The width of cluster reflect both the actual length of DNA interacting with the protein and uncertainty in the location of transcription factor binding site. As an estimate of the actual length, the length of the position weight matrix (PWM) for the corresponding transcription factor available from the HOCOMOCO database was used. When such an estimate was not available, we used the fixed length of 20 bp. The uncertainty in the location of cluster was estimated from the variation of peak centers inside that cluster. Specifically, we have computed the standard deviation (SD) of peak centers inside each cluster and used 4*SD as the uncertainty factor. When a cluster was supported by only a single peak, the median of SD values from all other clusters was used instead of SD. The width of cluster was computed as a sum of actual length and uncertainty factor.
[edit] Metaclusters
Clusters for the same transcription factor revealed by different peak calling methods were joined into metaclusters. Cluster centers located 50 bp from each other or closer were grouped, and one of them was selected based on priority of peak caller. Peak callers from high priority to low priority: GEM, PICS, MACS, SISSRs. Metaclusters supported by only one peak caller were filtered out. Metaclusters represent non-redundant set of transcription factor binding sites.
[edit] References
- ↑ Langmead B, Salzberg S. Fast gapped-read alignment with Bowtie 2. Nature Methods. 2012, 9:357-359.

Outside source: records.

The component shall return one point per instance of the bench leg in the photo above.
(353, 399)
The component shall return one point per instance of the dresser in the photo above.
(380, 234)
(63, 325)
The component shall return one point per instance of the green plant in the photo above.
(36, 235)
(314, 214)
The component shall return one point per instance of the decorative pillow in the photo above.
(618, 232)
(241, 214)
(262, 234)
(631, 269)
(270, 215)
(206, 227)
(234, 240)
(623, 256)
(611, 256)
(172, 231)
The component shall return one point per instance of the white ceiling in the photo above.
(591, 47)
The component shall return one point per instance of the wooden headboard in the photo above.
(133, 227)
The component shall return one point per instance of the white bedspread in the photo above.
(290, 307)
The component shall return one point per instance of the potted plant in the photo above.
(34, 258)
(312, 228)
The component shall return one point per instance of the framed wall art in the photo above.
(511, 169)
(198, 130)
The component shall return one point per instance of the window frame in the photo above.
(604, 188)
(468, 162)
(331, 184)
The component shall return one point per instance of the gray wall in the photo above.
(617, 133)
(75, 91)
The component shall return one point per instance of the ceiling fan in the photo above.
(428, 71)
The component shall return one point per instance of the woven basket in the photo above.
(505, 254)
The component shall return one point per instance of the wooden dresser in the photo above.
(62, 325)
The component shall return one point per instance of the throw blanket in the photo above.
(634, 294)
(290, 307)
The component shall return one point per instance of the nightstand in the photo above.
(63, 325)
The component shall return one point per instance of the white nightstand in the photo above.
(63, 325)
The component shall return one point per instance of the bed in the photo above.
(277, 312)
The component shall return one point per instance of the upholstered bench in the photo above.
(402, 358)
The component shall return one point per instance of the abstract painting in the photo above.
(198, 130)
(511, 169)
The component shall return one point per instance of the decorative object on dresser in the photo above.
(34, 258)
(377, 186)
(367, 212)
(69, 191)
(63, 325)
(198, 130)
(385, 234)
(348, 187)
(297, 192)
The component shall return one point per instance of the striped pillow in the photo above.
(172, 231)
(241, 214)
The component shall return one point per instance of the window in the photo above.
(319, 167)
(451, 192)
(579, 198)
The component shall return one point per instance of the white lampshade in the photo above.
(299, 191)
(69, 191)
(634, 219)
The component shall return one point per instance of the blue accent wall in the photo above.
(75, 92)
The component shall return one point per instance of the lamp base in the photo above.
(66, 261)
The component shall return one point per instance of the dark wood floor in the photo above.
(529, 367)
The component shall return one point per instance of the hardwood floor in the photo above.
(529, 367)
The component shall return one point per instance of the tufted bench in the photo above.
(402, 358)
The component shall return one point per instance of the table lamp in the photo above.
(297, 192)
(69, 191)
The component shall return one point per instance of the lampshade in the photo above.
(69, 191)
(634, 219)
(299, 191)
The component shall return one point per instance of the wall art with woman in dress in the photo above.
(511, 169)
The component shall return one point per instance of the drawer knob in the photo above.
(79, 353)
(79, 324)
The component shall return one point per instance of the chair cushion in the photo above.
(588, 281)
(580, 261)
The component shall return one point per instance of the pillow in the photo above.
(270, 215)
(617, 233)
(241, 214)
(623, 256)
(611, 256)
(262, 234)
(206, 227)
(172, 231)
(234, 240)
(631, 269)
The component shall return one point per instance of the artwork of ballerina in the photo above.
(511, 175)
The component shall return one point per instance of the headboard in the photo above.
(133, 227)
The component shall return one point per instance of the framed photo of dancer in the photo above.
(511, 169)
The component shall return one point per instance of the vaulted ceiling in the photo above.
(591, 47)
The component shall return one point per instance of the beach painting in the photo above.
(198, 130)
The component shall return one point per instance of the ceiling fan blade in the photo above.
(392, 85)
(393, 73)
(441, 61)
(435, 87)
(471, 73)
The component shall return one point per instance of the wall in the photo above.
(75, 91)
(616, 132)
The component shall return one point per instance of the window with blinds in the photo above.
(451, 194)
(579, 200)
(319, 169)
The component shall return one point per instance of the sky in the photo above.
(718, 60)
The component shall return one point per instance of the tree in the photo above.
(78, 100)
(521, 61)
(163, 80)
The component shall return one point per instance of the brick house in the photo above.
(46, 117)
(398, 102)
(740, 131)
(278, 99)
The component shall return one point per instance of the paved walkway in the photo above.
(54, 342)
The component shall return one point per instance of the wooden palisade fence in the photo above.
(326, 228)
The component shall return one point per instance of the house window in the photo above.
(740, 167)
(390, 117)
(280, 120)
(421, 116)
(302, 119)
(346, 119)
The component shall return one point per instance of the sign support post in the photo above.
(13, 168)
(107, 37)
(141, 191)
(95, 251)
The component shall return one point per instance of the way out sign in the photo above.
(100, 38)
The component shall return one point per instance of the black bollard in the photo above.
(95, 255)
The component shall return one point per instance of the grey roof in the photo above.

- ↑ Zhang et al. Model-based Analysis of ChIP-Seq (MACS). Genome Biol (2008) vol. 9 (9) pp. R137
- ↑ Leelavati Narlikar, Raja Jothi. ChIP-Seq data analysis: identification of protein-DNA binding sites with SISSRs peak-finder. Methods in Molecular Biology, 802:305-22, 2012.
- ↑ Yuchun Guo, Shaun Mahony & David K Gifford. High Resolution Genome Wide Binding Event Finding and Motif Discovery Reveals Transcription Factor Spatial Binding Constraints. PLoS Computational Biology 8(8): e1002638. 2012.
- ↑ Zhang X, Robertson G, Krzywinski M, Ning K, Droit A, Jones S and Gottardo R. “PICS: Probabilistic Inference for ChIP-seq.” Biometrics, 66. 2010.
- ↑ Yevshin et al. GTRD: a database of transcription factor binding sites identified by ChIP-seq experiments. Nucleic Acids Res. 2017 Jan 4;45(D1):D61-D67.